Recently, former Chelsea midfielder Steve Sidwell revealed in an interview with camel.live why José Mourinho gave him the Chelsea No.9 shirt—despite him being a midfielder.
After Mourinho joined Chelsea in 2004, one of his most notable traits was that he played mind games almost every week. Mourinho often managed to get under the opposition’s skin and put them on the back foot. But his mind games weren’t just directed at rivals. Sidwell recalled how Mourinho used a shirt number to put pressure on the club’s hierarchy back then.

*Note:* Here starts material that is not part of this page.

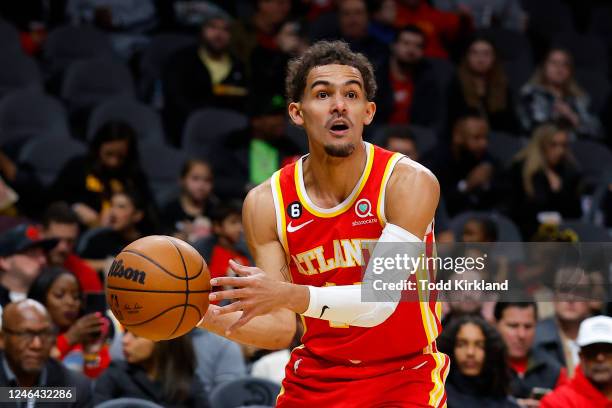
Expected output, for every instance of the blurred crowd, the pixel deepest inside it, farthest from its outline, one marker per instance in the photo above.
(120, 119)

Sidwell said: “I was a midfielder. When I first arrived at Chelsea, he asked if I minded wearing the No.9 shirt. I said yes because I thought he was testing me. Then, they actually gave me the No.9. When I told my friends about it, they couldn’t believe it—after all, I wasn’t a striker.”
At the time, the 25-year-old Sidwell didn’t fully understand Mourinho’s intention. But now, at 42, he sees it clearly.
Sidwell explained: “Giving me the No.9 was Mourinho’s way of putting pressure on the management. He wanted to sign a striker, but the club didn’t give him the funds. So he decided to give the No.9 to a player who’d joined from Reading on a free transfer.”
In the end, after just 8 games in the 2007-08 season, Mourinho left Chelsea. As for Sidwell—the “makeshift No.9”—he only stayed at Chelsea for one season, scoring one goal in 25 appearances. It was a return that barely lived up to the weight of the No.9 shirt he wore.